The falsetto-filled ad-libs
Hall & Oates took the stage just before 9 p.m., opening with a lively rendition of their H2O hit "Maneater." Hall put little twists on the melody and added falsetto bits throughout, ad-libs he continued throughout the 16-song set. These not only reminded the crowd of his talent (and that he was definitely singing live), but also offered unique updates for famous tunes like "Out of Touch" and "One on One."
The sax guy
While the nearly 20,000 people in attendance were obviously there for Mr. Hall and Mr. Oates, the set really wouldn't have been the same without their longtime saxophonist, Charles DeChant. His sax solos reminded fans how crucial the instrument is to Hall & Oates' music, especially on "Say It Isn't So," which sparked the response of a rock god. And despite being in the background for the majority of the show, DeChant looked like a star in a black sequined blazer and silver sparkly shoes (and, of course, his signature long locks).

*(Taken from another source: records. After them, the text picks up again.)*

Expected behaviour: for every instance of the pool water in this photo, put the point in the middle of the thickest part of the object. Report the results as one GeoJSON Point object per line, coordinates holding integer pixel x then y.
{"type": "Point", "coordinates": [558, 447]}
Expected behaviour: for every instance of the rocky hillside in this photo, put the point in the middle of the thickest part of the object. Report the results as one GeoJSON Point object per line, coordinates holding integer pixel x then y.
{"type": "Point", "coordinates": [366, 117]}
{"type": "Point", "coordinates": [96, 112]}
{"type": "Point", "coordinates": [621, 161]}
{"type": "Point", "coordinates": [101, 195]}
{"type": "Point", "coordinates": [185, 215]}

In between their own megahits, Hall & Oates sprinkled a few classics from Paul Young, The Righteous Brothers and The Dramatics. The duo first played a soulful rendition of Young's "Every Time You Go Away," and though fans may have forgotten it was originally a Hall & Oates song (it appeared on their 1980 album Voices), Hall reminded that he wrote it himself -- and further emphasized that with impassioned notes on the bridge. Later, Oates took the reins on their cover of The Righteous Brothers' 1964 classic "You've Lost That Lovin' Feelin'" (another Voices track). And just before leaving the stage before the encore, the pair delivered a smooth version of The Dramatics' "What You See Is What You Get" (featured on 2004's Our Kind of Soul), the most R&B-heavy cover of the night.
With so many hit songs in their catalog, Hall & Oates have been playing a relatively similar set list for years, if not decades. Yet, their enthusiasm for the songs still feels palpable, whether it's through their intros of the songs or the jam sessions they enjoy together during each number -- and on tracks like their 1976 breakout "Sara Smile," Hall and Oates couldn't help but lock eyes and, well, smile at one another in celebration of the legacy they've built together. That same spirit was carried by their backing band, which in turn fed the crowd's excitement, making the countless sing-along moments even more memorable.
The power-packed encore
"I Can't Go For That (No Can Do)" had everyone out of their seats before the encore, and Hall & Oates' quick return to the stage kept that energy alive -- but it was the songs that really did it. The four-song finale featured the duo's most rocking hits, "Rich Girl," "Private Eyes," "Kiss on My List" and "You Make My Dreams," which had the entire arena on their feet and absolutely electrified for 20 minutes straight.
Hall & Oates' 85-minute set featured no pyrotechnics or gyrating from the lead singer, like some of this summer's highly anticipated tours -- from the Rolling Stones to Justin Bieber -- may entail. But that's what makes Hall & Oates' show so special: There's no gimmicks or egos. It's simply about the music that's made people smile, dance and sing for almost 50 years.